The research published in JAMA studied genes and the extent to which they inhibit the enzyme HMG-CoA reductase – which is responsible for regulating cholesterol in the body – and is the exact enzyme targeted by statin drugs to reduce cholesterol.

While the study suggests that statins could lower ovarian cancer risk, more research needs to be done specifically looking at their use and impact on women’s risk of developing the disease.

The researchers based at the University of Bristol looked at 63,347 women between the ages of 20 and 100 years old, of whom 22,406 had ovarian cancer. They also looked at an additional 31,448 women who carried the BRCA1/2 fault, of whom 3,887 had ovarian cancer. The study used an approach called Mendelian randomization, which involves analysing the genetic data from thousands of people.

Statins may protect against the development of ovarian cancer because they’ve been shown to induce apoptosis – one of the body’s ways of getting rid of old, faulty or infected cells – and to stop tumours from growing in laboratory studies. Another line of thought is that statins lower circulating cholesterol, which helps regulate cell growth, though this research suggests that lower circulating cholesterol was not the method by which statins may reduce ovarian cancer risk.

The findings suggest that long-term statin use could be associated with an estimated 40% reduction in ovarian cancer risk in the general population, although the estimate comes from looking at gene variation rather than statins themselves, and the exact mechanism by which these genes are associated with lower ovarian cancer risk is unclear.

Ovarian cancer is the 6th most common cancer in women in the UK. There are around 7,400 cases each year**, and out of those with a known stage at diagnosis, almost 6 in 10 are diagnosed at a late stage***. Around 4,100 women die from the disease every year in the UK.

There is no test that reliably picks up ovarian cancer at an early stage, so chemoprevention could be an important approach to saving lives.

Professor Richard Martin, from the University of Bristol, said: "Our findings open up the possibility of repurposing a cheap drug to help prevent ovarian cancer – especially in women who are at a higher risk. It’s incredibly interesting that women whose bodies naturally inhibit the enzyme targeted by statins have a lower risk of ovarian cancer, but we don’t recommend anyone rushes to take statins specifically to reduce ovarian cancer risk because of this study.

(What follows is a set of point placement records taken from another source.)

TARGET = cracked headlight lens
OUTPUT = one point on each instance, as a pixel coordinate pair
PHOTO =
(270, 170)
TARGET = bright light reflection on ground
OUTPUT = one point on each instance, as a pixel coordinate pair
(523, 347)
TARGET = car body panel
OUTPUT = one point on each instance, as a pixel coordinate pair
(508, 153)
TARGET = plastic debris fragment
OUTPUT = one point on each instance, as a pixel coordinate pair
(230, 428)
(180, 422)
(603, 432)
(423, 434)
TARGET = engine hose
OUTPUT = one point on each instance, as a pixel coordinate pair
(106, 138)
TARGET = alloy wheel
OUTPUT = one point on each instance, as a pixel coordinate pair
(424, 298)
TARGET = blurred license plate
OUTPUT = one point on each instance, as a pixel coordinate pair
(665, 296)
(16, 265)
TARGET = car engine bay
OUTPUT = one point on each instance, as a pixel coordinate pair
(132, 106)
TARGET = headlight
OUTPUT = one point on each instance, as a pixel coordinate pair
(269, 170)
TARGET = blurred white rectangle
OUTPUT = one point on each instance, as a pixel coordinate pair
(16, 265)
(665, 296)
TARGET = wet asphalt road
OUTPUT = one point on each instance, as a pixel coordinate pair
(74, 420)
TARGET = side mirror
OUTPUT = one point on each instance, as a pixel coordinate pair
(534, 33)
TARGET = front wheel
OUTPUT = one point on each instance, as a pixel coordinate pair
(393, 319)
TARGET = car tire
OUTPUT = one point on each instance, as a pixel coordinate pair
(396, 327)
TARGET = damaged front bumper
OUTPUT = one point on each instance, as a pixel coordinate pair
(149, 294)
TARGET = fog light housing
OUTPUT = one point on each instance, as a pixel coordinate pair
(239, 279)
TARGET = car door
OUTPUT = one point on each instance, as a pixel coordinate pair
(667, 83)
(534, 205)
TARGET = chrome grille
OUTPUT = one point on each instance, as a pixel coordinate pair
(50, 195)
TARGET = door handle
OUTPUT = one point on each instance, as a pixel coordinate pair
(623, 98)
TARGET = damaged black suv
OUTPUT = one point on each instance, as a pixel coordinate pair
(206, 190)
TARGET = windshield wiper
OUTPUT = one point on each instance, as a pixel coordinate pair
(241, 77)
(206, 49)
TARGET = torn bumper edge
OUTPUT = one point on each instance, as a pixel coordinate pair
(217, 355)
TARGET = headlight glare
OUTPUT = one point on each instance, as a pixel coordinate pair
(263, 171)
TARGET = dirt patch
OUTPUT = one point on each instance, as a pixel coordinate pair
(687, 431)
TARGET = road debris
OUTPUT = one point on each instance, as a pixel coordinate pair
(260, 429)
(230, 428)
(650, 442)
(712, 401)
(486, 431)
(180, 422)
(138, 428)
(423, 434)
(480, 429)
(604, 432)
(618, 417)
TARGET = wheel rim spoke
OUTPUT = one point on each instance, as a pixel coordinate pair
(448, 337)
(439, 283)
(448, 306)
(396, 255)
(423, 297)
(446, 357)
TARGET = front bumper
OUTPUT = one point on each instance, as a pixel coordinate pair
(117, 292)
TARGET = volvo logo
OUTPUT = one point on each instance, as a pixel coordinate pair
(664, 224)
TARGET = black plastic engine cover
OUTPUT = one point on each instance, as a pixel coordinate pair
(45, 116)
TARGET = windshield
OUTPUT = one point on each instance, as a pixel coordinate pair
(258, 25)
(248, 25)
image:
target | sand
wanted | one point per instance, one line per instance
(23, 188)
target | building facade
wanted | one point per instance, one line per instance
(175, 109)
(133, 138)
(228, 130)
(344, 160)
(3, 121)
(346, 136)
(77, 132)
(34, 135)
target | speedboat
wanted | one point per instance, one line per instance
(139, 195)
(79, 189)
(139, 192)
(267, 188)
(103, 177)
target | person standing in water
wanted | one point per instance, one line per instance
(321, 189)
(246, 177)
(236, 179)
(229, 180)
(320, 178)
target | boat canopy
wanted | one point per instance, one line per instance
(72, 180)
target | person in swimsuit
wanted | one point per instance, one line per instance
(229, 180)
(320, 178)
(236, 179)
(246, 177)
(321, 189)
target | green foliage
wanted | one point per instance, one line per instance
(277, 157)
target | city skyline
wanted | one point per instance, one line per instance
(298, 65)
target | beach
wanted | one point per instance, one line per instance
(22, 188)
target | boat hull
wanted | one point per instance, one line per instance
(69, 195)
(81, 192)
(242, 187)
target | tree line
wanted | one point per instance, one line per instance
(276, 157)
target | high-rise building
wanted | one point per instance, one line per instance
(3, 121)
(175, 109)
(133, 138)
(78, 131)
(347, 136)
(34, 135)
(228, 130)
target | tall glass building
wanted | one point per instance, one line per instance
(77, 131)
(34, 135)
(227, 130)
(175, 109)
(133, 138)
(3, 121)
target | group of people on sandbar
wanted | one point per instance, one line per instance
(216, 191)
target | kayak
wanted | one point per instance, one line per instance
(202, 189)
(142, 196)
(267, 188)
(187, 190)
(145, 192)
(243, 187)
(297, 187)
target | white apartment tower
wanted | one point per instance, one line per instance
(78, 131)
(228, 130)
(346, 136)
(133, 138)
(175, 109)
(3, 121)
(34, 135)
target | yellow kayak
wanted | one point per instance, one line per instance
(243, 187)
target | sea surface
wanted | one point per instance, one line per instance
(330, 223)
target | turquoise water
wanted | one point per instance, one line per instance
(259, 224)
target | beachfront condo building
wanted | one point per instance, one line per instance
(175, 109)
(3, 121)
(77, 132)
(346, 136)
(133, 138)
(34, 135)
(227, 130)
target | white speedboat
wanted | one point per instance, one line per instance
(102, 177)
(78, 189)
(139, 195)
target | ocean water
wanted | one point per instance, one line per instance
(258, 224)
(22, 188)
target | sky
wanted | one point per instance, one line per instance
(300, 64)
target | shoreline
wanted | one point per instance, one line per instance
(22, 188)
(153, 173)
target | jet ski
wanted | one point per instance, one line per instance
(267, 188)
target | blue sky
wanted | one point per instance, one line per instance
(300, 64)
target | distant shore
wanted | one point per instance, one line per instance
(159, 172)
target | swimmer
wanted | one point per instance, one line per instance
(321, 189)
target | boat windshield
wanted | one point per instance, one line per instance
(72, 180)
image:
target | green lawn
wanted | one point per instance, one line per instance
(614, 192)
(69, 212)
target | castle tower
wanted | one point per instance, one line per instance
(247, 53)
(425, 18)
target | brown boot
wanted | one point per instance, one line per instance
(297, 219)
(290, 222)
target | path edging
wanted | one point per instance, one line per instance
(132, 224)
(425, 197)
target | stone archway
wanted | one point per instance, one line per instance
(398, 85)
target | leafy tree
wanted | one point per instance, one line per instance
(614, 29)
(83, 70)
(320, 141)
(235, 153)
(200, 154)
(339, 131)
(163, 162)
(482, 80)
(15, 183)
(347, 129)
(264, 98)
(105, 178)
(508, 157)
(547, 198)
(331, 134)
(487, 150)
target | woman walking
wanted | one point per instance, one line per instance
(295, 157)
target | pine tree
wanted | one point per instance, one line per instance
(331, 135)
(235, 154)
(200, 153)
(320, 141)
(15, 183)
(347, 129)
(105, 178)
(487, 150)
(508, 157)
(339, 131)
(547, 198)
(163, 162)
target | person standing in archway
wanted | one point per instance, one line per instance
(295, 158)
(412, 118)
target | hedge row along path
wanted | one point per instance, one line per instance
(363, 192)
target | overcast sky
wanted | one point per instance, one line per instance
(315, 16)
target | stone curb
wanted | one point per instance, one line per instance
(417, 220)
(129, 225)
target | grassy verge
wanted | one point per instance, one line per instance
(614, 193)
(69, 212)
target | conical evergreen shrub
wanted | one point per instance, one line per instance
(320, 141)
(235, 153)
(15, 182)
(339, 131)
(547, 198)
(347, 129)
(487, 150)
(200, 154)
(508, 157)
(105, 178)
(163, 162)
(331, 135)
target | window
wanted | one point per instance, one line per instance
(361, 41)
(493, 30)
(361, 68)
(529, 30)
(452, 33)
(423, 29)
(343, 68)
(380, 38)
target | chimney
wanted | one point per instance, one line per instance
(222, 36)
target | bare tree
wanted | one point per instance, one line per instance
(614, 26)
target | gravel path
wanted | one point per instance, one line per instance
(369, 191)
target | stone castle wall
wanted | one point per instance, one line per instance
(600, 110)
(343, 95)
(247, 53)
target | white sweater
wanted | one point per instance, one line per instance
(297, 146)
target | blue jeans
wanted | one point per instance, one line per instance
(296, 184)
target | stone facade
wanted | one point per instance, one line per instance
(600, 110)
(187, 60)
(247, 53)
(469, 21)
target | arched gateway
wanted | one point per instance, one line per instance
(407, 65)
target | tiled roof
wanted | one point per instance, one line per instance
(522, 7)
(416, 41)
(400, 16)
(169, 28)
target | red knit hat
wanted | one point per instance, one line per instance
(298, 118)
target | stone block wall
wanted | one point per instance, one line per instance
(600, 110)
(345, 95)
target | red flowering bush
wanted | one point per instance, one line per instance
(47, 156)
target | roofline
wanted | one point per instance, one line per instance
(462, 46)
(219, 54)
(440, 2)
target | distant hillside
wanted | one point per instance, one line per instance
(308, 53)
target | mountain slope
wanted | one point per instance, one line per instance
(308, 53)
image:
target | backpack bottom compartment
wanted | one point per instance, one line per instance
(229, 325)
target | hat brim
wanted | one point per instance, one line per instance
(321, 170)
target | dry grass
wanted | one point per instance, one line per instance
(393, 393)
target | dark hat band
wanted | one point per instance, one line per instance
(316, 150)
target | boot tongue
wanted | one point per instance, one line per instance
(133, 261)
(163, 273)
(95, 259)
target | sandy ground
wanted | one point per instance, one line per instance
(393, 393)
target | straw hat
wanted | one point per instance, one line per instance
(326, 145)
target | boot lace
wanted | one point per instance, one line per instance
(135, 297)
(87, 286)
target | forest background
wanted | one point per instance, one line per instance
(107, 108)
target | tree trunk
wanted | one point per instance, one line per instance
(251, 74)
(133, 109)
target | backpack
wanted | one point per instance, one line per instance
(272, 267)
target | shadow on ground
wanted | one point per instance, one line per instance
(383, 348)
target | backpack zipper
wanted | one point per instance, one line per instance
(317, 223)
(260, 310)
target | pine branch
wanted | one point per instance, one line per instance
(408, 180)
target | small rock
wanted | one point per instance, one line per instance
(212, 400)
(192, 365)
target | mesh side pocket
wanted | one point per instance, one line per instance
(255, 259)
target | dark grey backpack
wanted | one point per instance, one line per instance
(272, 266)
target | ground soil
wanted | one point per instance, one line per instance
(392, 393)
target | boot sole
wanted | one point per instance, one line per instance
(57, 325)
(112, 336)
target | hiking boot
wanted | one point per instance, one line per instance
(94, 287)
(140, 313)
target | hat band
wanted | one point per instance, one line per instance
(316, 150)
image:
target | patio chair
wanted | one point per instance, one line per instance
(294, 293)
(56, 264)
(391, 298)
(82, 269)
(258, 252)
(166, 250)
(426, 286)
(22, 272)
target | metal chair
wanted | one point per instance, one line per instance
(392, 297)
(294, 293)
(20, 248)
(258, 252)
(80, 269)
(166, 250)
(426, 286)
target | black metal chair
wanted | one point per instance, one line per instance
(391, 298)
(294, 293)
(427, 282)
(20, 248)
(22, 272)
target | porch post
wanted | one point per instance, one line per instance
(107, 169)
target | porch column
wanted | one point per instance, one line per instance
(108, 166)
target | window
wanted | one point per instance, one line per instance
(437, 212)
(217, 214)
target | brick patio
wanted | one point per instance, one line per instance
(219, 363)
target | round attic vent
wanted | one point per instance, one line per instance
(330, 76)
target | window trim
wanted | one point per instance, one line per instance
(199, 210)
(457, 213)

"It’s a promising result and I hope it sparks more research and trials into statins to demonstrate conclusively whether or not there’s a benefit."

Dr Rachel Orritt, Cancer Research UK’s health information manager, said: "This study is a great first step to finding out if statins could play a role in lowering ovarian cancer risk, and justifies future research into this area.

"But there’s not yet enough evidence to know if statins themselves could reduce the risk of developing ovarian cancer safely. And it’s important to remember that the risk of developing ovarian cancer depends on many things including age, genetics and environmental factors. Speak to your doctor first if you have any concerns about your risk."